“He was mesmerizing,” Mel Korey, his first business partner, told the New Yorker in 2000. “There were secretaries who would take their lunch break at Woolworth’s to watch him because he was so good-looking.”
After dropping out of the University of Illinois after 18 months, Popeil worked the fair circuit. He claimed he cleared $1,000 a week, a fortune in the 1950s, and did it by talking 10 to 12 hours a day, almost nonstop.
When a friend told him that he could produce a commercial for about $500 at a Tampa, Florida, television station, Popeil made a two-minute spot in the mid-1950s for the Ronco Spray Gun, a high-pressure nozzle that was one of the few products he sold that he did not help create.
He bought whatever time he could find cheaply on local television stations and sales soared.
“TV made the way for me,” Popeil told Inc.com magazine in 2009. “It put me in the big world.”
A few years later, he starred in and filmed another commercial for the Chop-O-Matic — another product invented by his father.
The Chop-O-Matic was so successful that it led to the reimagined Veg-O-Matic, which was largely responsible for sales growing from $200,000 to $8.8 million in just four years, according to Popeil’s memoir.
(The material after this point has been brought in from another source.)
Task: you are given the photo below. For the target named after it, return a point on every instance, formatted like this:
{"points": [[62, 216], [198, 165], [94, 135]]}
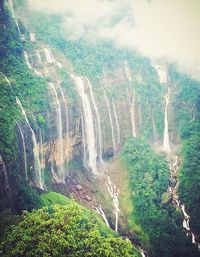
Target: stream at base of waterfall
{"points": [[174, 165]]}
Yet he insisted his relationship with his father always remained strictly business.
The first contraption that Popeil created himself was the smokeless ashtray. After noticing the need to cover his own bald spot, he came up with a spray formula to cover thinning hair and baldness and named it GLH for “great looking hair.”
For some time, he and his father ran separate public companies that sold similar merchandise.
When his father died at 69 in 1984, his obituary in the Los Angeles Times noted that his second wife, Eloise, had been convicted of trying to have him murdered. After she served a 19-month sentence, the elder Popeil remarried her.